Your heart races, your breath quickens and your quads engage in a fight, flight, or freeze fear response. You are on high alert to protect yourself from the perceived danger.
A moment later you hear the bang again and realize it’s the trash can. It blew over and is hitting against the house with each gust of wind.
You drop back into your chair trembling. Your whole body has the jitters.
Your Quadricep Muscles
When you are in fear your quadricep muscles tense up to get you out of there, engage in a fight or freeze you into stillness. They are helping you to survive. The shaking after a fright is meant to help release your muscle tension.
But, you may be stuck in a terrifying event and keep re-experiencing it with flashbacks, nightmares, anxiety and obsessing about the event. That happens because of anticipation. Once you go through a frightful experience your mind and body anticipate it will happen again and it chronically grips your quads to stay ready for it.
You don’t even have to experience the traumatic event to feel the fear. You can read about it or see it on TV, film or in social media. For example, the majority of people who are afraid to fly have never been in a plane crash. The anticipation of experiencing a crash keeps their quads tight.

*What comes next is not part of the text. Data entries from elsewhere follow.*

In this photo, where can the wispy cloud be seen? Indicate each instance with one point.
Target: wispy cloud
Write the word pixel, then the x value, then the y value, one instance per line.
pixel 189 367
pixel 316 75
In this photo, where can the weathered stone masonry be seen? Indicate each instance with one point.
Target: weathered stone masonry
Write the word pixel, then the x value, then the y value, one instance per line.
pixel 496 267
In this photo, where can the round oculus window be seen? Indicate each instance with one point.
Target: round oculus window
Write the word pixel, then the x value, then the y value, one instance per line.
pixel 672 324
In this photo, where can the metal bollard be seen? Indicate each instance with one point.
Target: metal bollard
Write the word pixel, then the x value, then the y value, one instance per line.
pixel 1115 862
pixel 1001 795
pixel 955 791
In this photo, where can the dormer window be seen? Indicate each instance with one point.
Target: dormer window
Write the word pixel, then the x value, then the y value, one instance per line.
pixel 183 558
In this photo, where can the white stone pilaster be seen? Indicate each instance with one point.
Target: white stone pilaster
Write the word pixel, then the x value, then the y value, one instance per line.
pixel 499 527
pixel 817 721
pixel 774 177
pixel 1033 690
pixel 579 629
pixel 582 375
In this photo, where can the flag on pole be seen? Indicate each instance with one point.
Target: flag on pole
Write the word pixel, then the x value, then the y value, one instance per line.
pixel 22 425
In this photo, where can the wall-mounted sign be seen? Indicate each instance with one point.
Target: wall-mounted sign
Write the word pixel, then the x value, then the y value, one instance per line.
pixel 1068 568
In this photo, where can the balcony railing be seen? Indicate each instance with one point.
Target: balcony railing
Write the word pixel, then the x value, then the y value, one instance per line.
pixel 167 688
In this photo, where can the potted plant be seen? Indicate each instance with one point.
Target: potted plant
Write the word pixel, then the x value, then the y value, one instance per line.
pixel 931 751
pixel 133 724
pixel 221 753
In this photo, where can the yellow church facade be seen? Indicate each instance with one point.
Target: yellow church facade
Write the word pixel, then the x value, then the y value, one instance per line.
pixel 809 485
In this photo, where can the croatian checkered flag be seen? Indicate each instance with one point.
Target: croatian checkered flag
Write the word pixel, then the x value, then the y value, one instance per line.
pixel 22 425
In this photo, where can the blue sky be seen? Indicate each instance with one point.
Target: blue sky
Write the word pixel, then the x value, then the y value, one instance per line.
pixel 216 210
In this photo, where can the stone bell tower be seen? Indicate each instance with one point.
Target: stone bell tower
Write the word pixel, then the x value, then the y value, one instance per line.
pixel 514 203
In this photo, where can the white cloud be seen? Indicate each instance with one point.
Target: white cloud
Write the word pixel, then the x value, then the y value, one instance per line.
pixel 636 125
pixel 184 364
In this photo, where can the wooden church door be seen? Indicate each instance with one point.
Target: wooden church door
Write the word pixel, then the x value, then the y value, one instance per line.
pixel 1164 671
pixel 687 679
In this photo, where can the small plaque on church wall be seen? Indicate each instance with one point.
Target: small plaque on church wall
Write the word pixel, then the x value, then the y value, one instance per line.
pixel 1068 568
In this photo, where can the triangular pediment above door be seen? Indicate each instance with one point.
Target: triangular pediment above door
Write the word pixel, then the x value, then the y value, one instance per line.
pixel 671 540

Let go of your fear response
Release your fight flight or freeze fear responses with this week’s Ageless Quad Opening Movement Practice. You’ll feel so much relief and your body will begin to relax. This practice will help with PTSD, phobias and take pain and pressure off your lower back.
Start moving your fear response out with this simple practice: A Softball Sized Ball In Your Quads
Lie on your belly and take a softball sized ball to the inside of your right hip bone. Roll into your pubic bone and pull back to your hip bone and you’ll feel a zingy sensation you’ve just found your iliopsoas muscle (the fear muscle). Breathe in through your nose and say “Haaaaa” as you exhale. Breathing in new energy and breathing out fear.
Roll down that zingy iliopsoas muscle to the top of your right leg. Keep rolling down into your right quadriceps (the fear response muscles). You may need to switch to a swimming pool noodle if the softball is too intense. Keep rocking and rolling down the top of your thigh all the way to your right knee.
When you find knots of tension stay on them and breathe out your fear response toward other people and things outside of you. Breathe in love!
Switch sides
Take a softball sized ball to the inside of your left hip bone. Roll into your pubic bone and pull back to your hip bone and you’ll feel a zingy sensation you’ve just found your iliopsoas muscle (the fear muscle). Breathe in through your nose and say “Haaaaa” as you exhale. Breathing in new energy and breathing out fear.
Roll down that zingy iliopsoas muscle to the top of your left leg. Keep rolling down into your left quadriceps (the fear response muscles). You may need to switch to a swimming pool noodle if the softball is too intense. Keep rocking and rolling down the top of your thigh all the way to your left knee.
When you find knots of tension stay on them and breathe out the fear response toward yourself and your inner world. Breathe in love!